Configuring SSL Connection to SAP Systems in SAP NetWeaver Gateway Productivity Accelerator
Hi,
Following the release of the SAP NetWeaver Gateway Productivity Accelerator and the blog post by Martin Bachmann, more and more people keep asking me how to configure their Gateway system within the GWPA tool, in HTTPS protocol. So I figured it might be worthwhile to post a short explanation that hopefully clarify what needs to be done in order to add a SAP NW Gateway secured connection.
Follow these 3 steps:
• Export the server certificate (that is the root certificate of the Gateway server)
• Import the server certificate to the list of trusted CAs (Certificate Authorities) in your JRE
• Add the connection in SAP NetWeaver Gateway Productivity Accelerator in Eclipse
Step 1: Exporting the certificate
Easiest way I’ve found to export the certificate is to go to your browser and just export it from there: enter some URL of a service on the SAP NW Gateway system you would like to configure. Click on the lock icon on the address bar and then on View certificates (if using Chrome, after clicking the lock icon go to the Connections tab and then Certificate information). Select the Certification Path tab and click on the root certificate before clicking on View Certificate. Then, go to the Details tab and click on Copy to File…
Follow the wizard (select the Base-64 encoded X.509 (.CER) format, and choose the file system location to export to).
Step 2: Importing the certificate to the CA list
This is a rather simple step, but a bit tricky as you need to make sure you import the certificate into the correct JRE installation in case you have multiple JREs on your machine. To check which JRE installation is used by your Eclipse instance, go to Eclipse Preferences (Java > Installed JREs). I used the Portecle tool which is a user friendly GUI application for creating, managing and examining keystores, keys, certificates, certificate requests, certificate revocation lists and more. You can get it from: http://portecle.sourceforge.net/
Open the Portecle tool and Open the Keystore File of your JRE (cacerts) should be located in <JRE installation path> ..\jre\lib\security.
Enter the password to the keystore: changeit
Then go to Tools > Import Trusted Certificate, and select the exported certificate from where you have saved it. Save and close the tool.
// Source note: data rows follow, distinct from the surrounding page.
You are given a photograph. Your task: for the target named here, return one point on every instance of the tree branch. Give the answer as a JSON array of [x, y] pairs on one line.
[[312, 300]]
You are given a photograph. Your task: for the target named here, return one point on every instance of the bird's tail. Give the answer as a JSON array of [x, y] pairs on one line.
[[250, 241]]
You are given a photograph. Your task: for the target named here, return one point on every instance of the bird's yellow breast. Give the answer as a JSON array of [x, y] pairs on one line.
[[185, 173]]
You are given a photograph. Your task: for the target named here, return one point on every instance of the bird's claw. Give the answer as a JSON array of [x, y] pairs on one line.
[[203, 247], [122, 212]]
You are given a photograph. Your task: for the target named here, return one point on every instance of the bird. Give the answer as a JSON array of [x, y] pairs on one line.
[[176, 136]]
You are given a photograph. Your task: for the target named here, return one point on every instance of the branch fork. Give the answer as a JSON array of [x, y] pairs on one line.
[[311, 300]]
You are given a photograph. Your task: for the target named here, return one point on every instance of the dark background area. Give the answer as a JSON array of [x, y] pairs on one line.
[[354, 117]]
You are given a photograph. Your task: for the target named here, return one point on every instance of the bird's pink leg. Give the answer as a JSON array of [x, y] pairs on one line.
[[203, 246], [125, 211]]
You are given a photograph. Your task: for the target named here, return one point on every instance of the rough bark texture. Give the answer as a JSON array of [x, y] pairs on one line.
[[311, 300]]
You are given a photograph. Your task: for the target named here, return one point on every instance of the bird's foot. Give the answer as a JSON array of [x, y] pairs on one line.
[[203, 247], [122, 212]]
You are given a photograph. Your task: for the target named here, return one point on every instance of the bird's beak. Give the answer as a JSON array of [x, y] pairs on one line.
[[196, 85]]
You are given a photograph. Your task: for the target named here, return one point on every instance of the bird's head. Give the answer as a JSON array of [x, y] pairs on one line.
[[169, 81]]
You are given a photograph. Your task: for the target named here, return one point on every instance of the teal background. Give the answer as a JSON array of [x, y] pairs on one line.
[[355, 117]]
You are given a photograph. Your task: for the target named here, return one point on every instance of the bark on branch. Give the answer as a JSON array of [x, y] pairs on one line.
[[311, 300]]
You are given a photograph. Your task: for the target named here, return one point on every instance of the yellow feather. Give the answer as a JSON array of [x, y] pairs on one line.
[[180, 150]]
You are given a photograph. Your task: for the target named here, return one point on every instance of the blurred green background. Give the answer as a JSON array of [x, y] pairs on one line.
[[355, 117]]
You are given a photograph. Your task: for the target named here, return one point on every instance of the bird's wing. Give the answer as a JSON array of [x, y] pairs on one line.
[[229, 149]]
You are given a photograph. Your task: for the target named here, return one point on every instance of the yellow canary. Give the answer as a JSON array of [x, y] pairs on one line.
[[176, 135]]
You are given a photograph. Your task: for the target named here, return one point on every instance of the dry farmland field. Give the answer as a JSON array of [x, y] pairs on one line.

Step 3: Add the connection in SAP NetWeaver Gateway Productivity Accelerator in Eclipse
After installing the Productivity Accelerator, in Eclipse Preferences, add the system connection using HTTPS and SSL port.
Hi Gal,
This is a great post. Thanks.
Just one comment...
In some cases you won't be able to save the cacerts file in the original location (it is rea-only).
So, the workaround is to save the cacerts file in a temporaty location (e.g. on the desktop) open it from there, import the certificate, save it, and then copy it back to the jre/lib/security folder.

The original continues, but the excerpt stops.